Film Scouts Reviews

"The Gift"

by Jonathan Robert Muirhead

After the Coen-esque A Simple Plan, Sam Raimi delivers this gothic tale of small-town Americana. Raimi's sure touch fails him in his eagerness to shock. He employs flashes and screechy stringed instruments. His camerawork continues to impress. We're in the room with the characters. There are too many tortuous twists and turns, not convincing enough to hold our attention.

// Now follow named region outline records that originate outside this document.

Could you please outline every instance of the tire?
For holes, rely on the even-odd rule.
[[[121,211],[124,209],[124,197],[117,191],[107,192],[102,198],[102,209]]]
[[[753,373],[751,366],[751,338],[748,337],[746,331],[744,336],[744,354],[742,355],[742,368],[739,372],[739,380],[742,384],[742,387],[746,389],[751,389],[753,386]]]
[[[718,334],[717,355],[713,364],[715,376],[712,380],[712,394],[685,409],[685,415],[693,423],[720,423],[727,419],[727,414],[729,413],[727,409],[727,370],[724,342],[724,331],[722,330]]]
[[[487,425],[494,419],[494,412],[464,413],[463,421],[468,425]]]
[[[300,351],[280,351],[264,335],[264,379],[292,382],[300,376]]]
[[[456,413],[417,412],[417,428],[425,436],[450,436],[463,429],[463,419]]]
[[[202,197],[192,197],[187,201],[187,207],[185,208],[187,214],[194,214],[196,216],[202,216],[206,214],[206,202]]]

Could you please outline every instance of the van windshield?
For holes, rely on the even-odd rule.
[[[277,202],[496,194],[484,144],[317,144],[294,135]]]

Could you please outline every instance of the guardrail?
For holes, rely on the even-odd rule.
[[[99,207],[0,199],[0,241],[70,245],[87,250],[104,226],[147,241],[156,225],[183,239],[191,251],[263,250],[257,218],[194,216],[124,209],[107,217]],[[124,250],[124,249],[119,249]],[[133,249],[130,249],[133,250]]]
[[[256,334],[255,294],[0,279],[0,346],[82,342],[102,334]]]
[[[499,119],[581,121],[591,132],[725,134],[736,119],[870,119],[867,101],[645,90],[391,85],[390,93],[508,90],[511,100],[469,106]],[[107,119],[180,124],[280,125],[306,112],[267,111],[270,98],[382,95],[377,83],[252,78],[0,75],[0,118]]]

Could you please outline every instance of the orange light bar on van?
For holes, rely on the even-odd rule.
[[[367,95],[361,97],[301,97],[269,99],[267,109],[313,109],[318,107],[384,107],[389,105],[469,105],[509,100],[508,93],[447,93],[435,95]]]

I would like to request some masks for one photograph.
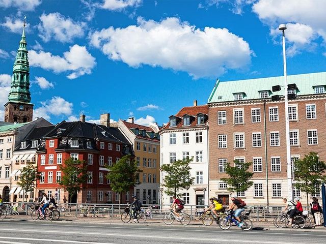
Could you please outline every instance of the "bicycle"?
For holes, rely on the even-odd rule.
[[[35,205],[34,210],[31,214],[32,219],[33,220],[43,220],[45,219],[46,220],[52,220],[53,219],[53,212],[48,208],[44,210],[44,215],[42,216],[42,210],[41,207],[39,205]]]
[[[121,214],[121,221],[123,223],[129,223],[131,220],[131,218],[133,219],[133,216],[132,216],[133,211],[134,210],[131,206],[126,207],[124,208],[124,212]],[[143,210],[138,211],[135,214],[135,217],[137,222],[141,224],[144,224],[147,219],[146,215],[145,214]]]
[[[187,225],[189,224],[191,220],[189,215],[180,211],[180,216],[181,219],[178,221],[180,221],[180,222],[183,225]],[[164,215],[164,216],[163,217],[163,222],[167,225],[172,224],[174,221],[174,220],[176,219],[177,216],[176,216],[172,209],[171,209],[169,213],[166,212],[165,215]]]
[[[290,217],[286,212],[282,212],[274,219],[274,225],[277,228],[285,228],[290,223]],[[305,219],[301,215],[297,215],[293,218],[292,224],[297,229],[302,229],[306,225]]]
[[[228,230],[231,227],[231,223],[234,223],[236,225],[238,225],[238,221],[235,219],[235,217],[233,214],[233,211],[227,210],[225,211],[225,217],[220,219],[219,222],[219,225],[220,228],[222,230]],[[241,223],[242,224],[242,226],[240,226],[240,228],[242,230],[250,230],[253,227],[253,222],[249,219],[249,215],[251,212],[251,209],[247,211],[245,214],[241,213],[239,216],[239,218],[241,220]]]

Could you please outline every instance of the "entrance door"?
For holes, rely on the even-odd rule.
[[[219,195],[219,198],[222,200],[223,206],[228,206],[229,204],[229,195]]]

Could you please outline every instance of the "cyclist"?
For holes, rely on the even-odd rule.
[[[171,209],[173,209],[174,207],[175,207],[176,209],[173,211],[173,212],[174,212],[174,214],[177,217],[177,221],[180,221],[181,220],[181,218],[179,212],[183,209],[183,205],[182,204],[181,202],[177,198],[177,197],[175,196],[173,196],[173,197],[172,197],[172,199],[173,199],[173,203],[171,205]],[[176,207],[177,206],[178,207]]]

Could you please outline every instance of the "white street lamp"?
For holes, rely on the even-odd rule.
[[[280,24],[279,29],[282,30],[283,34],[283,65],[284,67],[284,101],[285,107],[285,133],[286,139],[286,169],[287,171],[288,198],[289,200],[293,200],[293,192],[292,190],[292,164],[291,163],[291,151],[290,149],[290,125],[289,124],[289,108],[287,99],[287,77],[286,75],[286,58],[285,56],[285,35],[284,30],[286,29],[285,24]]]

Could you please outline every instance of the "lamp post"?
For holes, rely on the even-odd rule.
[[[286,29],[285,24],[280,24],[279,29],[282,32],[283,47],[283,66],[284,68],[284,88],[285,88],[285,133],[286,139],[286,169],[287,176],[288,196],[289,200],[293,200],[292,191],[292,164],[291,163],[291,151],[290,149],[290,126],[289,124],[289,109],[287,98],[287,77],[286,74],[286,57],[285,56],[285,35],[284,30]]]

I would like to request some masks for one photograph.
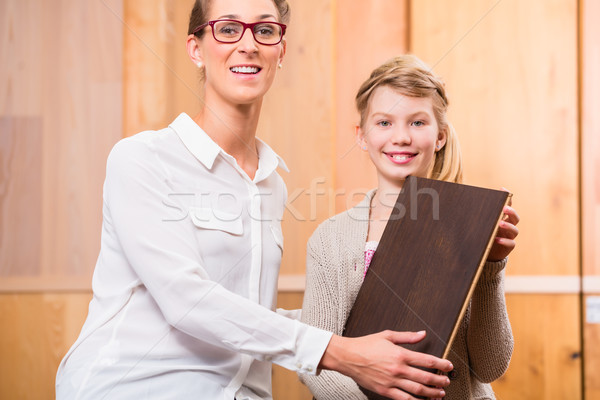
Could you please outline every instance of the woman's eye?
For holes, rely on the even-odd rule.
[[[275,34],[275,29],[271,25],[259,25],[254,28],[254,33],[262,37],[270,37]]]
[[[219,29],[219,33],[227,36],[235,36],[239,33],[240,29],[236,25],[226,25]]]

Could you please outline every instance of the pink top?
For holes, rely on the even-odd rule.
[[[370,241],[365,243],[365,271],[363,272],[363,279],[367,275],[367,270],[369,269],[369,265],[371,265],[371,260],[373,259],[373,255],[375,254],[375,250],[377,250],[377,245],[379,242]]]

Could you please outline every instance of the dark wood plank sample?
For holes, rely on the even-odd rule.
[[[344,336],[426,330],[410,350],[446,358],[509,193],[408,177]],[[363,390],[369,399],[385,399]]]

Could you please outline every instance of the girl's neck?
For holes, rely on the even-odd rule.
[[[262,102],[250,105],[231,105],[205,101],[194,121],[252,179],[258,169],[256,127]],[[210,105],[209,104],[213,104]]]
[[[388,185],[380,180],[377,191],[371,199],[367,241],[378,242],[381,239],[400,190],[402,190],[402,186]]]

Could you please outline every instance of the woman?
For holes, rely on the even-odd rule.
[[[407,176],[460,182],[458,140],[446,118],[443,82],[418,58],[396,57],[375,69],[356,96],[357,139],[377,170],[377,189],[353,209],[322,223],[308,243],[302,321],[341,334]],[[503,270],[519,217],[504,209],[482,276],[450,352],[448,399],[493,399],[488,384],[507,369],[513,337]],[[318,400],[365,399],[333,371],[300,375]],[[410,390],[409,390],[410,391]]]
[[[374,371],[342,351],[344,338],[274,312],[286,200],[276,169],[286,167],[255,134],[288,16],[284,0],[195,2],[187,51],[204,103],[194,118],[122,140],[108,158],[94,297],[59,367],[57,398],[270,399],[271,362],[308,374],[352,374],[352,362],[370,386],[374,374],[402,384],[394,363]],[[395,347],[414,336],[353,343]],[[445,384],[412,379],[425,391]]]

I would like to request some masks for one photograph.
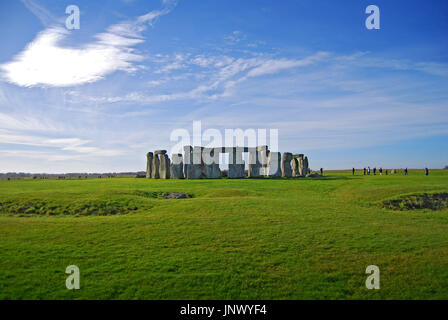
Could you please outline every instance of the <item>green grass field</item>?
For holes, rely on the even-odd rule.
[[[0,299],[447,299],[448,209],[382,206],[423,192],[448,171],[0,181]]]

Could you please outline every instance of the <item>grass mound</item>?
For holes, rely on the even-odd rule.
[[[388,200],[383,204],[385,208],[392,210],[441,210],[448,208],[448,193],[414,194],[394,200]]]
[[[105,216],[128,214],[138,209],[132,200],[76,200],[57,202],[42,199],[9,199],[0,202],[0,212],[19,216],[27,215],[75,215]]]

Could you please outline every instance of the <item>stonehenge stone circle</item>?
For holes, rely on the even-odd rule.
[[[153,179],[159,179],[159,166],[160,166],[160,159],[159,154],[154,153],[154,157],[152,159],[152,178]]]
[[[170,159],[165,153],[160,154],[159,177],[160,179],[170,178]]]
[[[303,154],[271,152],[268,146],[204,148],[184,146],[184,154],[171,155],[166,150],[146,154],[146,178],[152,179],[219,179],[220,154],[229,155],[229,179],[244,178],[243,153],[249,153],[247,176],[260,177],[305,177],[309,173],[308,157]]]
[[[280,152],[270,152],[269,153],[269,176],[270,177],[281,177],[282,176],[282,158]]]
[[[171,179],[183,179],[184,178],[184,162],[182,159],[182,153],[175,153],[171,155],[173,162],[170,166]]]
[[[146,178],[152,178],[152,160],[154,158],[154,154],[152,152],[148,152],[146,154]]]
[[[290,178],[292,176],[291,161],[292,161],[292,153],[289,152],[283,153],[282,177]]]

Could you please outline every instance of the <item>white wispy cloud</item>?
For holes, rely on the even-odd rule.
[[[46,24],[49,22],[46,11],[30,0],[24,3]],[[163,1],[163,9],[112,25],[96,34],[95,41],[76,48],[61,44],[69,36],[68,30],[57,25],[48,27],[12,61],[0,65],[2,77],[23,87],[69,87],[98,81],[115,71],[134,72],[136,63],[144,59],[134,48],[144,42],[141,33],[176,3]]]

Cate Blanchett plays a kind, motherly medium, giving readings to the locals, grieving for her late husband. Meeting teacher Greg Kinnear and his fiancée Katie Holmes, she suffers visions of Holmes as a corpse. Blanchett is superb; with a gift she doesn't want, but cannot live without. The scene where Blanchett comforts messed-up garage hand Billy-Bob Thornton is very touching, their relationship one of the film's strengths.

Keanu Reeves overacts with cliched mannerisms and unconvincing accent, as a wife-beating redneck. The sense of empathy between the characters is very convincing although, watching their actions and mannerisms, one feels one is watching stereotypes in a film. The pacing's too sluggish, Raimi allows tensions to dissipate far too quickly, such as the encounter between Reeves, Thornton and Blanchett's son.

He's also too heavy-handed with symbolism. Blanchett repeatedly awakens from nightmares concerning Holmes at 01:30 a.m. We know Blanchett's foreseen the murder of Holmes. Greg Kinnear isn't allowed enough screen time to make the central relationship convincing. Only the quality of acting talent saves The Gift from being really bad.